Art School Confidential

Everything About Fiction You Never Wanted to Know.

Art School Confidential began life as a four-page black-and-white comic by Daniel Clowes for his Anthology Comic, Eightball. It became very popular first among Clowes' friends and then with other former college art students. It inspired a 2006 film of the same name.

In the movie, Jerome has idolized Picasso from a very young age and wants to be a famous artist (possibly just so he can meet girls). When he gets to Strathmore College, he very becomes very disappointed with the state of affairs, surrounded by incomprehensible art, crazy students, an even crazier alumni, and teachers who really don't care. He becomes increasingly bitter and alienates everyone around him.

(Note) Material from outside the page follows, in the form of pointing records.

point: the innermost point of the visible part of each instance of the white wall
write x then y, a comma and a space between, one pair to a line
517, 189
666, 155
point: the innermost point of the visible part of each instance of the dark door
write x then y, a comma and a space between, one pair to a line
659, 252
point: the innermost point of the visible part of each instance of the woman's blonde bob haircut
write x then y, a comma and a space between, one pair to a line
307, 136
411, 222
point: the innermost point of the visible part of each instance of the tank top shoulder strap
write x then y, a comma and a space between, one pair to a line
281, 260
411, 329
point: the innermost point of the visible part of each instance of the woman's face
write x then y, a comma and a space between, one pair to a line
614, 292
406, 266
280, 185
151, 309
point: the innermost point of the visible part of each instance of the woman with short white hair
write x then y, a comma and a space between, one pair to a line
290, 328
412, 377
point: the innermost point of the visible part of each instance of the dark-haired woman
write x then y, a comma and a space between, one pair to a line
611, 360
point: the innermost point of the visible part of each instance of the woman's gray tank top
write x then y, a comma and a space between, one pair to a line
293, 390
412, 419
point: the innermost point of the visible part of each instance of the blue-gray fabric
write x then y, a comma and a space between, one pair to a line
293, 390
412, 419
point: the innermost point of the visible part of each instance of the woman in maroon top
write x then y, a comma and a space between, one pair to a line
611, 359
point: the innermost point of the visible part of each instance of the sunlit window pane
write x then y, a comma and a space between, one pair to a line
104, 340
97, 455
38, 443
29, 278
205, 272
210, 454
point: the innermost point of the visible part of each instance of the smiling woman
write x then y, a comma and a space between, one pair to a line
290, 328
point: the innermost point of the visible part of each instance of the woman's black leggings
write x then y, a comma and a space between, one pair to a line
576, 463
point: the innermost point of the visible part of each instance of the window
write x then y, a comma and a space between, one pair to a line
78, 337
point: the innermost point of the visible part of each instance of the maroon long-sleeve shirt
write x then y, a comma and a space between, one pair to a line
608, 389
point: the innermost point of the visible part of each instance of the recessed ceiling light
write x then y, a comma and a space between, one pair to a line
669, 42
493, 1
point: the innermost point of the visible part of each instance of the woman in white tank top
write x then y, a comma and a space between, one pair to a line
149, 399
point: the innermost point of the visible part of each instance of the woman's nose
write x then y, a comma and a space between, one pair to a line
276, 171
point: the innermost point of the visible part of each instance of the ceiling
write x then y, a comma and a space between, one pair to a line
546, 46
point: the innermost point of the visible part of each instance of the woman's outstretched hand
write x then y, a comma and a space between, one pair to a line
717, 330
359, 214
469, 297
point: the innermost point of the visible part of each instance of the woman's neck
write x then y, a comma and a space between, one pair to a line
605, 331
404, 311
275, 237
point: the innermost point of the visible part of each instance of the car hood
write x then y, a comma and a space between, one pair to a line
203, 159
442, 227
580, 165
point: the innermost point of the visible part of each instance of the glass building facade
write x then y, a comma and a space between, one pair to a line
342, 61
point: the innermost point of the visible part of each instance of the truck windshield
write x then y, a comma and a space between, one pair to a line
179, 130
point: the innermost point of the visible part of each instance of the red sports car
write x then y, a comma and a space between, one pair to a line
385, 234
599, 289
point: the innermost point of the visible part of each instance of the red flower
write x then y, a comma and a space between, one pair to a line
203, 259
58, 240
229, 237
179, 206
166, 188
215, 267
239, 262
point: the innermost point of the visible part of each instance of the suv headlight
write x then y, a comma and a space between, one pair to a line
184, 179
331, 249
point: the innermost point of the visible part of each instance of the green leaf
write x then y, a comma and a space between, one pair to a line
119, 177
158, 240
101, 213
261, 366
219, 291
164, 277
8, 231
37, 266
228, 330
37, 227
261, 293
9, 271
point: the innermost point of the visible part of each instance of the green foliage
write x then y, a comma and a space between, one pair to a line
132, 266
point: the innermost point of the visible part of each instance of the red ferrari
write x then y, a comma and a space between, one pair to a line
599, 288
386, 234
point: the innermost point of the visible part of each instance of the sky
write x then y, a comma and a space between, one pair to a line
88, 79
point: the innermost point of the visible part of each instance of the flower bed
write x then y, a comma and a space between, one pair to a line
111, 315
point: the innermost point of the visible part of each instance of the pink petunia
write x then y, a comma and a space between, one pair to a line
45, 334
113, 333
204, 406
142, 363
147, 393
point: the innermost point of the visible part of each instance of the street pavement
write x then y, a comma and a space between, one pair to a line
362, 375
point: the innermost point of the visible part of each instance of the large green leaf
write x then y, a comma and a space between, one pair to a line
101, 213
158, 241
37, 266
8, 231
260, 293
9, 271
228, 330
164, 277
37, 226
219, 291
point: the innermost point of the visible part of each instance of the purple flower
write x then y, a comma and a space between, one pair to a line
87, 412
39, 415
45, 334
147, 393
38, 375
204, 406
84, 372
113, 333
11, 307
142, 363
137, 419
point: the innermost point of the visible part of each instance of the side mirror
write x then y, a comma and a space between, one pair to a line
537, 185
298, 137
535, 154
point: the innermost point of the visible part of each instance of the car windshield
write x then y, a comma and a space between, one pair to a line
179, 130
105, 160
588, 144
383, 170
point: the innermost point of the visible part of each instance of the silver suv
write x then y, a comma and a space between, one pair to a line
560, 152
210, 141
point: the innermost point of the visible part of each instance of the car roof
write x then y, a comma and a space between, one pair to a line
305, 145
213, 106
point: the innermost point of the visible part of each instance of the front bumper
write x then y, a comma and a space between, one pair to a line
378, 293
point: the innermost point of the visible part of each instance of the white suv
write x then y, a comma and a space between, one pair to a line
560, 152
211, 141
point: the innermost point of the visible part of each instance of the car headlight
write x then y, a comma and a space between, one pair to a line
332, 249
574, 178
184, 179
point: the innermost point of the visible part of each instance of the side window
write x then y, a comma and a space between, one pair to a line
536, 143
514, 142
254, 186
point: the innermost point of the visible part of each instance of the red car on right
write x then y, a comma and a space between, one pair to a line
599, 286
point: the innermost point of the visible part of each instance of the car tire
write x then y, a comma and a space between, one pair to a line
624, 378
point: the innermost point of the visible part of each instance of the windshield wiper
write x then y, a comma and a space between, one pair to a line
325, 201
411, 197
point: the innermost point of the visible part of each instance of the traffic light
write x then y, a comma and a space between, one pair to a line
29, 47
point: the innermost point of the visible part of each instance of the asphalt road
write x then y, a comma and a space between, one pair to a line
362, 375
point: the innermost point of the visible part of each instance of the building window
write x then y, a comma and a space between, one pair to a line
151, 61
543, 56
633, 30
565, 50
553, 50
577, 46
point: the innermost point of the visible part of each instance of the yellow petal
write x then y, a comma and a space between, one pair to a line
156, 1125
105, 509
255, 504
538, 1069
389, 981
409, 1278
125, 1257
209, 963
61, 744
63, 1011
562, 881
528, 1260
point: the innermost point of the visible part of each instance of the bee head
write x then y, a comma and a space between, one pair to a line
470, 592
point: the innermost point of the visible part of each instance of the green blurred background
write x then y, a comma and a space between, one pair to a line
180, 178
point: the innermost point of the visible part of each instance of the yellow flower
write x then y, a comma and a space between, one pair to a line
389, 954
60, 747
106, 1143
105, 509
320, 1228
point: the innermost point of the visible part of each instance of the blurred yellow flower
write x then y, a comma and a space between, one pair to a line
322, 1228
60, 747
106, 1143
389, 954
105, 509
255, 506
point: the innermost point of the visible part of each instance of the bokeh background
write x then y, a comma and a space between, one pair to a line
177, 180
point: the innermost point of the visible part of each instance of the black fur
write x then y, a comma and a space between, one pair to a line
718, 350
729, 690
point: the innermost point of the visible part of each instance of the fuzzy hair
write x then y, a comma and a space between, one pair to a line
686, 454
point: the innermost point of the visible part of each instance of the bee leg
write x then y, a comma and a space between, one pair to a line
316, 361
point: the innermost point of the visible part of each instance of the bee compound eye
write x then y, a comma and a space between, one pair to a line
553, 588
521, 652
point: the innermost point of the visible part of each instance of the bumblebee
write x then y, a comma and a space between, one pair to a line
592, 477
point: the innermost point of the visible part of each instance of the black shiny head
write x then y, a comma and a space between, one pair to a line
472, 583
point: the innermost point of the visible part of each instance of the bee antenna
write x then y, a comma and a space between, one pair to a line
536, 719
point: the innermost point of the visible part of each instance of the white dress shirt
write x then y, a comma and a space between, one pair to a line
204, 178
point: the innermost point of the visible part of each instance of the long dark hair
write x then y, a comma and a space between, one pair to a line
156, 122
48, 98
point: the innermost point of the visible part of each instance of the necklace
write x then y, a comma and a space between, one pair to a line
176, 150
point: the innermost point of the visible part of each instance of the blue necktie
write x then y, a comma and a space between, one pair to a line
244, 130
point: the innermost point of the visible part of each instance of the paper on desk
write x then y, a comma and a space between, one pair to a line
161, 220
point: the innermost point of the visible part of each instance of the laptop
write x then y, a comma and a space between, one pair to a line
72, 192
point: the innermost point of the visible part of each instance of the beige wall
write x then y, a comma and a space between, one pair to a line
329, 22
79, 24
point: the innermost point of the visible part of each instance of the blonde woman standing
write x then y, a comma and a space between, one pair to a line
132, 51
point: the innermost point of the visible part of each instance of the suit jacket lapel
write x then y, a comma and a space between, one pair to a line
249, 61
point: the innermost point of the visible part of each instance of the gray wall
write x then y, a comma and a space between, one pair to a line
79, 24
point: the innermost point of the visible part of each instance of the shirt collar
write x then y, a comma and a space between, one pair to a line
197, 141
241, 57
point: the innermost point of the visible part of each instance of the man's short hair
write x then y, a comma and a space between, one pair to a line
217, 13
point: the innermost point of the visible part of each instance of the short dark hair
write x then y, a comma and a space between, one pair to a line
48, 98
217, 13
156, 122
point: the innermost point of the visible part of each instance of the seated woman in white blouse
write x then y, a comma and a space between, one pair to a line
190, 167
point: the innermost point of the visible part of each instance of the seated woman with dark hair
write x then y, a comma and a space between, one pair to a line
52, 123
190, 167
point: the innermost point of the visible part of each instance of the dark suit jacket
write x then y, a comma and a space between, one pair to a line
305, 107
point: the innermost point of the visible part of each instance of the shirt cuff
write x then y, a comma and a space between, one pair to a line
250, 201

Tropes used in Art School Confidential include:
  • Agony of the Feet/Foot Focus: The movie scene where a barefoot hippie girl steps on a beer bottle.
  • Eating Lunch Alone
  • Erudite Stoner: Bardo
  • Hippie Teacher
  • Humans Are the Real Monsters: By Jerome during a critique when a girl's drawing is referred to as "human".
    • It really didn't help that hers looked like it had been done by a disinterested three-year-old, while a realistic self-portrait he slaved over was criticized as being a valueless piece of shit that looked like it had been made by a machine.
  • Jerk Jock: Subverted. Jonah is out of place at art school, but is popular for being a cool guy, and a decent artist. Too bad he's a cop.
    • Played straighter with some of his colleagues, though - they can't seem to follow why he takes his assignments so seriously when it's just a cover. Um, maybe because he's trying to maintain said cover?
  • Mad Artist: Jimmy.
  • No Smoking: Don't smoke in Jimmy's apartment.
  • Trailers Always Lie: The movie was billed as a comedy, but it exhausts it's entire supply of jokes (almost all of them lifted directly from the comic) within the first half hour or so (all within one scene, really) and spends the rest of the movie trying to do this really tense Mind Screw thing as Jerome continually manages to inadvertently engineer the circumstances under which he gets convicted of the murders Jimmy's been committing. The end of the movie tries to get back to comedy in the end credits, where his former classmates claim in interviews that their scoffing was just being blind to the truth, and now that he's a murderer they realize Jerome is an artistic genius.